Вентребер мог бы прямо выйти на эволюционную проблематику через описание изменений в развитии зародышей, но он предпочёл путь, которым не ходил до него, кажется, никто — представил в качестве основного способа эволюции иммуногенез, точнее, выработку антител. Иммунитет, наследственность и эволюцию сопоставляли давно, но то были иммунологи, и они ставили целью понять иммуногенез, взяв за данное какую-то эволюционную концепцию. Вентребер же хотел понять саму эволюцию.

В 1949 году он сделал в Парижской академии наук доклад «Химический ламаркизм», где смело допустил, что у иммуногенеза и эволюции есть что-то общее. Вентребер дал своё понимание мутации, то есть сути молекулярного ламаркизма, предложив следующую схему адаптации организма к новой среде: если какой-то орган перестаёт справляться со своей работой, он вынужден работать в ненормальном режиме, в нём начинается производство какого-то вещества, вредного для организма, и это вещество служит сигналом для поиска адаптации. Вредное вещество он понимал как антиген, а адаптацию — как выработку антитела. Это было весьма оригинально, поскольку о внутренних антигенах тогда не знали ничего.

Теперь все знакомы с таким пониманием запуска адаптации: это концепция, согласно которой её запускает стресс (запускающие вещества именуют стрессорами). Австрийский физиолог Ганс Селье развивал концепцию стресса с 1936 года, но вряд ли Вентребер тогда знал о ней.

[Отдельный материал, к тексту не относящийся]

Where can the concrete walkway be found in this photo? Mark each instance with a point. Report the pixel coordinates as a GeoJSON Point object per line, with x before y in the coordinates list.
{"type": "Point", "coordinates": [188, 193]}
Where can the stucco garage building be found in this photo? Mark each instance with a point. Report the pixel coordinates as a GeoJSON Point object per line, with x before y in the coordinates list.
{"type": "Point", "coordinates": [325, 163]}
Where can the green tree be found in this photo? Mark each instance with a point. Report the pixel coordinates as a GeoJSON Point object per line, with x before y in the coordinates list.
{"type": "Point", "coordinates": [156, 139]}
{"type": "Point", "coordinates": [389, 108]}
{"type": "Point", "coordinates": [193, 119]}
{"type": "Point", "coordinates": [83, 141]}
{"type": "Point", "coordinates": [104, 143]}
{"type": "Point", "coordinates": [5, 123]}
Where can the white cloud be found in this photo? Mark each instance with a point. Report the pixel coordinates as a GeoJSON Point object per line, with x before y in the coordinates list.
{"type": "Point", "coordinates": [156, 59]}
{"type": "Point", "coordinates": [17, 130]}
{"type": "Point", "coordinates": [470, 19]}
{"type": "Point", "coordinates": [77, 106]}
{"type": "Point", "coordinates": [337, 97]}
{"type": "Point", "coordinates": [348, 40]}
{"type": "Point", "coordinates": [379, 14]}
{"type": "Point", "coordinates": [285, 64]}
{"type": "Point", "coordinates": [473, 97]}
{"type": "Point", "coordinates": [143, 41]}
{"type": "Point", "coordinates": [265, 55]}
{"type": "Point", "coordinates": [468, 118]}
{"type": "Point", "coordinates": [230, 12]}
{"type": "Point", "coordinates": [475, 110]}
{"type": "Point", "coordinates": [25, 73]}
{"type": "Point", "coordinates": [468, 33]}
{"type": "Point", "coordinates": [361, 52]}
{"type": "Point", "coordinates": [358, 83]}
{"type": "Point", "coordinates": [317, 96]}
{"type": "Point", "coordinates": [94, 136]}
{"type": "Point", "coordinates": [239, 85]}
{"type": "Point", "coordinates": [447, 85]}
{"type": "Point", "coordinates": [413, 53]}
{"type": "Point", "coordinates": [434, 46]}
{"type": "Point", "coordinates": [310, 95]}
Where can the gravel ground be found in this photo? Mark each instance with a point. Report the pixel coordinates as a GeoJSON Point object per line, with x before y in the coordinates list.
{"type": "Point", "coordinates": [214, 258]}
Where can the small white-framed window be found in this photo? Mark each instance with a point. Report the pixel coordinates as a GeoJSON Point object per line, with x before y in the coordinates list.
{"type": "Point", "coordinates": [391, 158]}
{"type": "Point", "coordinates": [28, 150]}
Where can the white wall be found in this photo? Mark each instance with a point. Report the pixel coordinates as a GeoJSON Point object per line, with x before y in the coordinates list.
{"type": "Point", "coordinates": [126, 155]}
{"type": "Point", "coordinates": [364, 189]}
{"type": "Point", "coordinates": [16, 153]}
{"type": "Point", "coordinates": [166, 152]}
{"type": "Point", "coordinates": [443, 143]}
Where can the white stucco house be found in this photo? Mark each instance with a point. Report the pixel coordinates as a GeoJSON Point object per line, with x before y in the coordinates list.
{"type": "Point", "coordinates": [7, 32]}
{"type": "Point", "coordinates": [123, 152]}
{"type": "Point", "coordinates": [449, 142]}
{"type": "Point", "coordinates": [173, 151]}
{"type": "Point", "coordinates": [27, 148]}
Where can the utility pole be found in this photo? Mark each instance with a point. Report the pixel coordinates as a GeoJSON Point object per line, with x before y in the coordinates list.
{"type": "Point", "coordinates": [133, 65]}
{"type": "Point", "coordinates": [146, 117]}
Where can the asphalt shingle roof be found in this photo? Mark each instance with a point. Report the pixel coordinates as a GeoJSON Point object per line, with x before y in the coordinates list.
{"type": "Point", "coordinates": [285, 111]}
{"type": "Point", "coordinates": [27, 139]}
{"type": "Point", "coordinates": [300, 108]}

Фактически он отождествил стрессоры с антигенами и решил, что иммунный процесс, ими запущенный, ведёт к перестройке того гена, который ответствен за работу данного органа. Здесь легко заметить то понимание работы генетической системы, которое «оперонная регуляция» и было предложено французскими генетиками (Франсуа Жакоб и др., 1960). Как это происходит, Вентребер, разумеется, сказать не мог — тогда, в 1949 году, сами генетики ещё не достигли согласия даже в том, что служит веществом наследственности — ДНК или белок.

Однако Вентребер не только уверенно встал на сторону приверженцев ДНК, но и дал набросок предполагаемого механизма её генетического действия: нуклеиновая кислота, находясь в цитоплазме, как-то узнаёт о строении антигена, а делает это знание наследственным, когда попадает в клеточное ядро. Об этом генетики стали говорить лишь в 1960-е годы.

Эти мысли Вентребер уточнял в докладах и статьях ещё три года, а затем на 10 лет снова замолчал — писал книгу. За это время была расшифрована двуспиральная природа ДНК, поставлена и решена проблема генетического аминокислотного кода и открыт оперон — основной элемент генетической регуляции у бактерий. Однако книга Вентребера «Живое, творец своей эволюции» (1962) оказалась вовсе не архаизмом, но, наоборот, вполне актуальной. Читая книгу, никак не скажешь, что автору 95 лет.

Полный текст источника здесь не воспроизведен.